A college like UW may have sports revenue on order of $300M, much of which goes to the university, and means students may pay less than if there were no sports. Dig carefully through UW finances, which are usually public record. Paying a coach whose program is a massive profit center enough to have a team of quality enough to land bigger TV deals may be a financial benefit.


I always see people saying that sports is financially positive on its own, but my actual experience is a ~10% tuition hike to subsidize sports expansion, so ...


Without knowing how much sports revenue offsets tuition, which I just showed you how to investigate, your 10% anecdote from millions of college students is irrelevant. It’s both possible sports offsets your tuition by 30%, and later you saw a 10% raise, but until you compute that initial offset your 10% gripe is meaningless.


My university's athletics program pulls in so much money and some of it funds academic programs. No money goes from academics to sports.

So the athletics department is not only self-sustaining and self-funding, but it funds academics as well.

It's basically as if Man U sent some of its profits to Manchester University.


Very common at larger state universities that have been around a long enough time to have a significant sports following.

It makes sense if you do the math.

Newer schools and smaller schools, typically not so much.

A lot of what we do in the US probably sounds batshit insane to outsiders so no worries about that and thanks for asking!


Universities in the US administer the main second-tier sports leagues for basketball and football, so yes, it’s common (though strange, I agree).


Yes, this is extremely common.

On the one hand, yes, this is absolutely batshit insane.

On the other hand, college sports are enormously popular; football games regularly play to sold out crowds of over 50,000, and during football season there will be games on TV all weekend (not just local ones). They bring in a lot of revenue and publicity for the university -- and the latter (debatably?) helps attract students to apply.


I'd never considered that a sports program could be revenue producing. That's quite interesting. Although it seems weird that higher education and (almost-professional) sports are so tightly coupled.


An interesting outsider perspective is this clip of Steven Fry going to an Auburn game: https://youtu.be/FuPeGPwGKe8

Regarding the latter, it’s weird and certainly was exploitative when college athletes weren’t allowed to monetize through sponsorships and frankly still is exploitative.


I was more thinking that there's not a particularly natural overlap between sports and academic ability. You'd think that by tying the two together, you'd get both worse sporting and academic performance than if they were unrelated.


The US has a decidedly liberal viewpoint on education. Sports ability is in some sense an educational endeavor. The ancient Greeks called it "athletics".

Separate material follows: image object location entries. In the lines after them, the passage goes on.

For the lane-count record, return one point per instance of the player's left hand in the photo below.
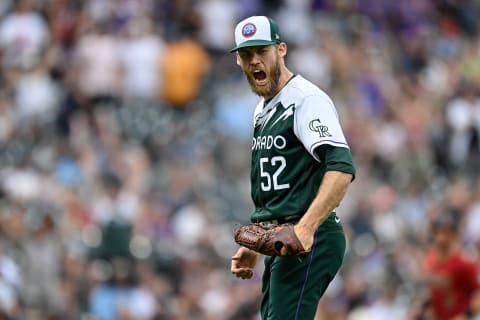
(305, 234)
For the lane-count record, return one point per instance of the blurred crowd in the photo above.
(125, 130)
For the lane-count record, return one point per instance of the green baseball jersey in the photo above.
(285, 170)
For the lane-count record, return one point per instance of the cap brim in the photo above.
(253, 43)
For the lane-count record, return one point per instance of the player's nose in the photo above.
(255, 59)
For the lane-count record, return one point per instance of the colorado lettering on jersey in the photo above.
(267, 142)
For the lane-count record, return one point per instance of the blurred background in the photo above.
(125, 130)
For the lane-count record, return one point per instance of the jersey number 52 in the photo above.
(278, 163)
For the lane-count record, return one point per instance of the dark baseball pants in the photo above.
(293, 286)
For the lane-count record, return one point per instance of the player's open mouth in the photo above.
(260, 77)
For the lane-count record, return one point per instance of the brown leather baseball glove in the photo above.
(269, 239)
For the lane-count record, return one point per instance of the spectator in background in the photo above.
(141, 54)
(183, 69)
(451, 276)
(23, 35)
(97, 73)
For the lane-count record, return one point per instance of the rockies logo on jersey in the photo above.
(316, 126)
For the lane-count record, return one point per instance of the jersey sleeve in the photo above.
(317, 123)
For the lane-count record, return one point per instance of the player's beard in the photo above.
(271, 88)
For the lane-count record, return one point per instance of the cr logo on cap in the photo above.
(249, 30)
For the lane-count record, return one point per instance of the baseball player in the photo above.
(301, 168)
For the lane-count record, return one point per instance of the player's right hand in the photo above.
(243, 263)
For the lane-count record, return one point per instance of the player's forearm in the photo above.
(331, 192)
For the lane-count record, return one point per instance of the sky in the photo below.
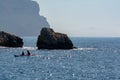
(21, 17)
(83, 18)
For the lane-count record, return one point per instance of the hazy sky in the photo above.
(92, 18)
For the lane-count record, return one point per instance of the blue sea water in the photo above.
(95, 59)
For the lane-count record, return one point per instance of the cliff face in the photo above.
(48, 39)
(9, 40)
(21, 17)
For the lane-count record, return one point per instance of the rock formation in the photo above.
(9, 40)
(21, 17)
(48, 39)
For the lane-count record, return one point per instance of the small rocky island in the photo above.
(9, 40)
(48, 39)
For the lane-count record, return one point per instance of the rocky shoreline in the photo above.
(47, 39)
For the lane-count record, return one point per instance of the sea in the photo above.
(95, 58)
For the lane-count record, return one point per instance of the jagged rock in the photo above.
(48, 39)
(9, 40)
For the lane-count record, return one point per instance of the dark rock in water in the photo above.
(48, 39)
(9, 40)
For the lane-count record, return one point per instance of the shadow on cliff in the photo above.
(21, 17)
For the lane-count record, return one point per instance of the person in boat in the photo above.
(28, 53)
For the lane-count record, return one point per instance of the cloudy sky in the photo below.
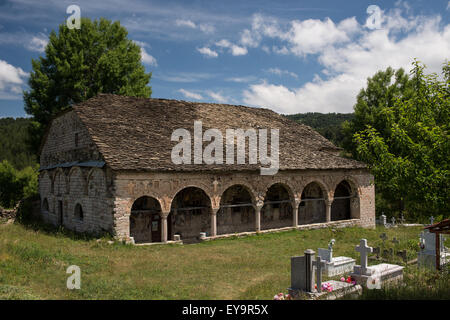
(289, 56)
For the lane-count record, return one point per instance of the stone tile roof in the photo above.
(135, 133)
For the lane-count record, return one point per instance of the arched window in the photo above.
(79, 212)
(45, 205)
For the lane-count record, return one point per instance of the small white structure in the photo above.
(374, 277)
(426, 257)
(335, 266)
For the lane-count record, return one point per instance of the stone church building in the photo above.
(105, 166)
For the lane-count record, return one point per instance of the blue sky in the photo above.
(289, 56)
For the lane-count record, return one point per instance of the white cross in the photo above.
(319, 264)
(364, 250)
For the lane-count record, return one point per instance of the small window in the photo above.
(76, 140)
(45, 205)
(78, 212)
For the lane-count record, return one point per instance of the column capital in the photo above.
(164, 214)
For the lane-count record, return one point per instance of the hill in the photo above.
(328, 125)
(13, 135)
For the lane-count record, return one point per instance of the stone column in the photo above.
(214, 221)
(258, 217)
(295, 213)
(328, 209)
(164, 229)
(309, 257)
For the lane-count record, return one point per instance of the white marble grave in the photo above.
(426, 257)
(335, 265)
(374, 277)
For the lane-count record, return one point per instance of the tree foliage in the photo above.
(408, 147)
(13, 137)
(382, 91)
(16, 184)
(79, 64)
(328, 125)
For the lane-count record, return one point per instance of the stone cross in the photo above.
(363, 250)
(319, 264)
(383, 237)
(330, 244)
(383, 220)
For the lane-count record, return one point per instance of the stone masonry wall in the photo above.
(130, 186)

So US educational institutions don't really have any hangup against treating sports any differently than they might treat a CS class.

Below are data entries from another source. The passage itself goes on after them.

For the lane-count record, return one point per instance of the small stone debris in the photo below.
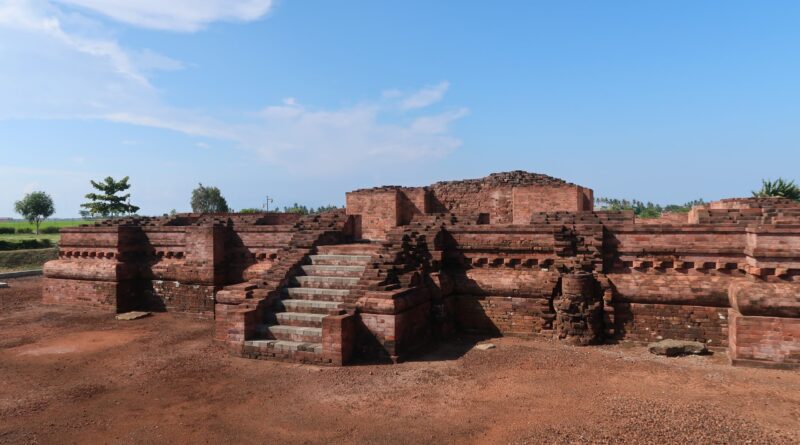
(675, 348)
(135, 315)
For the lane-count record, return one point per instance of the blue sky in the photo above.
(304, 100)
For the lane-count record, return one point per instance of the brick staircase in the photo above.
(294, 324)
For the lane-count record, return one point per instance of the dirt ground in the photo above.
(69, 375)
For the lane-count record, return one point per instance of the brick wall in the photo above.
(764, 341)
(501, 315)
(643, 322)
(378, 209)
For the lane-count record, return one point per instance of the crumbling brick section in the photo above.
(513, 253)
(579, 310)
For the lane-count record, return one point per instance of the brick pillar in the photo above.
(205, 246)
(579, 310)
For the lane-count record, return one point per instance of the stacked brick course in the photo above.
(514, 253)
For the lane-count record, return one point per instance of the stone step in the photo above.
(349, 249)
(312, 306)
(321, 282)
(333, 271)
(291, 333)
(340, 260)
(312, 293)
(301, 319)
(286, 345)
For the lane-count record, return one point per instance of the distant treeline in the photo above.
(297, 208)
(645, 209)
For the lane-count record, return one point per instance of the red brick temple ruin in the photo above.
(517, 254)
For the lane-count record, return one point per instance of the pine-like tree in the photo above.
(109, 203)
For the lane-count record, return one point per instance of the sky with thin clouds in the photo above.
(302, 101)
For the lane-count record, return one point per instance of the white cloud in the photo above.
(422, 98)
(67, 66)
(176, 15)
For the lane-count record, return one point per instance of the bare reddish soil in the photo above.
(69, 375)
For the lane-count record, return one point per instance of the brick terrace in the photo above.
(514, 253)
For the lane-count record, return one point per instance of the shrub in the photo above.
(26, 244)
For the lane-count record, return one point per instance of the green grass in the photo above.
(53, 237)
(55, 223)
(16, 260)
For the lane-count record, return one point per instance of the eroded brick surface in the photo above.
(404, 266)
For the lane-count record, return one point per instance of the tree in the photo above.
(35, 207)
(297, 208)
(208, 200)
(109, 202)
(778, 188)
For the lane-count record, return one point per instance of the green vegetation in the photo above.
(778, 188)
(208, 200)
(644, 210)
(25, 244)
(108, 203)
(303, 210)
(17, 231)
(26, 259)
(35, 207)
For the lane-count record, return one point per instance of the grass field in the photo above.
(54, 223)
(15, 260)
(53, 237)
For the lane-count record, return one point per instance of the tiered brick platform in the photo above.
(514, 253)
(293, 325)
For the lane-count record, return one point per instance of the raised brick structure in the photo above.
(511, 254)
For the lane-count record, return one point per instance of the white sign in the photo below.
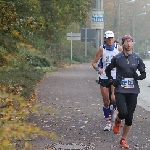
(97, 19)
(73, 36)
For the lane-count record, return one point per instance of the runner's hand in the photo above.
(136, 76)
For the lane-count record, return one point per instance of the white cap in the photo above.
(109, 34)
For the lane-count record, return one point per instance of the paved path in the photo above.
(75, 94)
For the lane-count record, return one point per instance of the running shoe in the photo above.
(116, 127)
(110, 118)
(123, 143)
(114, 115)
(108, 126)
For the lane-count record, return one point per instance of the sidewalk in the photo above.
(75, 94)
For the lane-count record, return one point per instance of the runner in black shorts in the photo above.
(126, 85)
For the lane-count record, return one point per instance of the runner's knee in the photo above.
(122, 115)
(128, 121)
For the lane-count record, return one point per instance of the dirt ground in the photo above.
(74, 93)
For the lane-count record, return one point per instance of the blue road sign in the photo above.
(97, 17)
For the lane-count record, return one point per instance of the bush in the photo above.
(24, 77)
(37, 61)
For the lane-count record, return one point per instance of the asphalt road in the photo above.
(73, 92)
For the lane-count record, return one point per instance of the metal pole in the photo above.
(102, 2)
(71, 45)
(85, 42)
(97, 36)
(119, 23)
(133, 30)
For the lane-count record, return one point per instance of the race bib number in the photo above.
(127, 83)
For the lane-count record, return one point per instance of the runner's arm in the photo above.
(110, 67)
(98, 55)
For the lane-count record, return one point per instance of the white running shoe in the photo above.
(108, 126)
(114, 115)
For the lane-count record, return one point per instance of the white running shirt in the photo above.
(106, 60)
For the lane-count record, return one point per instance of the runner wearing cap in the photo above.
(126, 85)
(105, 54)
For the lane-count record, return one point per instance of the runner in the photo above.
(102, 58)
(126, 85)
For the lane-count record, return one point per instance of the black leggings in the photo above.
(126, 104)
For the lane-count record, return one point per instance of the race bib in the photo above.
(127, 83)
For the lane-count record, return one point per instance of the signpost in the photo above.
(73, 36)
(97, 22)
(97, 19)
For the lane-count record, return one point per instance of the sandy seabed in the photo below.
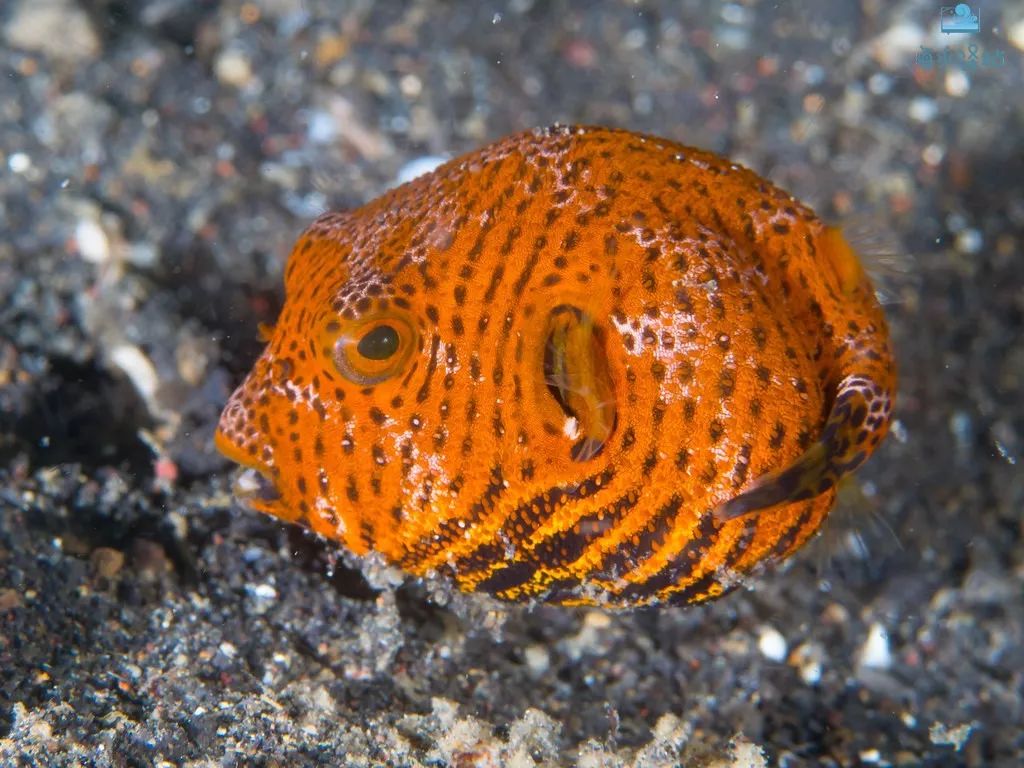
(158, 160)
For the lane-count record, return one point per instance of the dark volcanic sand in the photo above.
(158, 160)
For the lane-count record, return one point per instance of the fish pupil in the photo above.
(379, 344)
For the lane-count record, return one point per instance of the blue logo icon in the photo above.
(958, 17)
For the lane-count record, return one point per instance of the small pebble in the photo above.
(772, 644)
(233, 68)
(93, 245)
(418, 167)
(107, 562)
(57, 29)
(18, 162)
(9, 599)
(923, 109)
(875, 652)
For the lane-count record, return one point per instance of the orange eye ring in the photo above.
(374, 350)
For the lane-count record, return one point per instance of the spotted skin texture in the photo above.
(629, 373)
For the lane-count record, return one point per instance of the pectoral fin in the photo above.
(858, 420)
(577, 373)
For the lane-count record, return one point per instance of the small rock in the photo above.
(9, 599)
(148, 558)
(107, 562)
(771, 644)
(55, 28)
(93, 245)
(875, 652)
(233, 68)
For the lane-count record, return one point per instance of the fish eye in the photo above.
(371, 350)
(379, 344)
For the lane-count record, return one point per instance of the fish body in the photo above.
(578, 366)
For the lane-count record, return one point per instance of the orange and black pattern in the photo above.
(578, 366)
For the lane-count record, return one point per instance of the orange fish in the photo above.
(578, 366)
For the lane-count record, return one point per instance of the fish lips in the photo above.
(252, 487)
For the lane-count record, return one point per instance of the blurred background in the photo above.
(158, 158)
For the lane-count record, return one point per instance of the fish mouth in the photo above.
(254, 488)
(251, 485)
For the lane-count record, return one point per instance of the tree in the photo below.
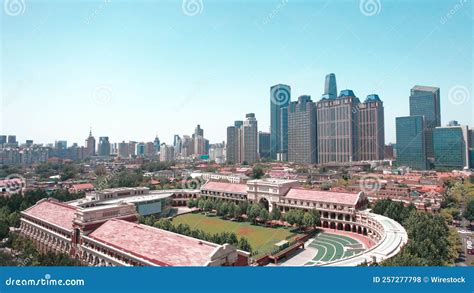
(257, 172)
(254, 212)
(275, 214)
(244, 244)
(264, 215)
(469, 211)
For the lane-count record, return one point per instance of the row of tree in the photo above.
(184, 229)
(256, 213)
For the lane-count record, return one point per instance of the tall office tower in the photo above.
(249, 151)
(302, 140)
(141, 149)
(149, 149)
(104, 146)
(330, 87)
(177, 143)
(264, 144)
(187, 147)
(337, 128)
(280, 97)
(424, 101)
(371, 129)
(123, 150)
(156, 144)
(451, 147)
(166, 153)
(90, 145)
(411, 148)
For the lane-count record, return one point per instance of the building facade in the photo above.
(302, 139)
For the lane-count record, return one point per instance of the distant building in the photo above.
(104, 146)
(371, 129)
(90, 145)
(302, 140)
(337, 128)
(451, 149)
(280, 97)
(411, 148)
(424, 101)
(264, 147)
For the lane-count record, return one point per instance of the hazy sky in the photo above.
(133, 69)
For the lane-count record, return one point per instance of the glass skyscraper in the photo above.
(280, 97)
(451, 147)
(411, 148)
(424, 101)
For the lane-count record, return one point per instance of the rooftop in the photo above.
(158, 246)
(225, 187)
(323, 196)
(53, 212)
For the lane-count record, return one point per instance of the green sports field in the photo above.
(261, 238)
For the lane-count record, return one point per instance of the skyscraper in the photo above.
(337, 128)
(424, 101)
(104, 146)
(330, 87)
(411, 148)
(90, 145)
(249, 139)
(371, 132)
(280, 96)
(302, 140)
(451, 147)
(264, 144)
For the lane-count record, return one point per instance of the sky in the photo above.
(132, 70)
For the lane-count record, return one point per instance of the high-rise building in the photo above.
(280, 97)
(451, 147)
(156, 144)
(104, 146)
(141, 149)
(425, 101)
(330, 87)
(302, 140)
(337, 128)
(411, 148)
(249, 149)
(90, 145)
(166, 153)
(123, 150)
(264, 144)
(371, 132)
(177, 143)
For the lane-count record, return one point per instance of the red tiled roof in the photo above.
(225, 187)
(83, 186)
(323, 196)
(161, 247)
(53, 212)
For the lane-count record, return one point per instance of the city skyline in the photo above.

They are a subject you have to study and train at...and sometimes sit in a theatre and have a class time about (watching scout footage or deconstructing plays, etc).

Sports are probably just as rigorous as anything else academically once you get to something approaching a division 1 level of play. The reason we don't recognize it is because we suck and are mostly casual about it on a forum like this (filled with sports failures like myself or sports non-participants). The people actually in these programs with D1 scholarships and whatnot I guarantee take it as seriously as you or I would take calculus.

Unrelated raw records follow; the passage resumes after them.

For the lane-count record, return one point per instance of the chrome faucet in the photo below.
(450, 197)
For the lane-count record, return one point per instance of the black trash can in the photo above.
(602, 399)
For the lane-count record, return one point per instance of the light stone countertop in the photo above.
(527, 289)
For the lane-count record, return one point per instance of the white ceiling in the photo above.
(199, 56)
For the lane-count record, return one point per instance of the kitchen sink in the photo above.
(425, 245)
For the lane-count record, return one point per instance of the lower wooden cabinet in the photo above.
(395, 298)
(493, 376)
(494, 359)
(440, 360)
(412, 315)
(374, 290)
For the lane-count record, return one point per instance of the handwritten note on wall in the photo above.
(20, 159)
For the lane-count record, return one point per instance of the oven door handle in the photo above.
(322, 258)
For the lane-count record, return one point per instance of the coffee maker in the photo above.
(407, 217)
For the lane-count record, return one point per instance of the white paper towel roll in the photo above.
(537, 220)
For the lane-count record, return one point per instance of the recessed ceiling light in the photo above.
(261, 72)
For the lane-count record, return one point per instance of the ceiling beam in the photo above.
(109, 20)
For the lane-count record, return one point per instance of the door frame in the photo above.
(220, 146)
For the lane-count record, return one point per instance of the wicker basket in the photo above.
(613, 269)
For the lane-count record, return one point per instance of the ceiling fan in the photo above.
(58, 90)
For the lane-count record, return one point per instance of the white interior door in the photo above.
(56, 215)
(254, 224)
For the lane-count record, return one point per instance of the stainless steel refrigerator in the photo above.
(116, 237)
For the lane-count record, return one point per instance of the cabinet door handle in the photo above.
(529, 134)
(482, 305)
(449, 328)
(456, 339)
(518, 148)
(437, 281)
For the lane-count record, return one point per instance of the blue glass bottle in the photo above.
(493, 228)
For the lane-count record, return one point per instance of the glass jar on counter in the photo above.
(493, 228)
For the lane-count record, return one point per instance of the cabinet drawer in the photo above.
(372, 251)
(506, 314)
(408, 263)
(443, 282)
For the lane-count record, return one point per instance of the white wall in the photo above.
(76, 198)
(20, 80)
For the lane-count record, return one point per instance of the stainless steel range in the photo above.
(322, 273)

I never meant to imply that athletics wasn't a serious pursuit. I agree that physical capability is part of being a well-rounded person. It's certainly common here (Aus) for schools and universities to have sports teams and to strongly encourage participation.

What I find strange in the US context is the emphasis on it as a (revenue generating!) spectator sport. I understand that amateur (for want of a better word) sports can be highly entertaining; what I don't understand is why you'd go to university teams to find the best amateurs. I've played and watched enough sport to know that it's common for academic and physical abilities to be not particularly well correlated, particularly at tails of the distributions.


This is hardly an American phenomenon. The Bauhaus was famous for incorporating athletics too.


Not really. You can’t major in playing sports, you can’t get credit for it, and i don’t know what you mean by “as rigorous as anything else academically”, but it’s probably not true. I didn’t play division 1 anything but I did play in college (no scholarship).


It's batshit insane either way in the grand scheme of things. It just goes to show how market forces don't necessarily incentivize the things we actually want or need.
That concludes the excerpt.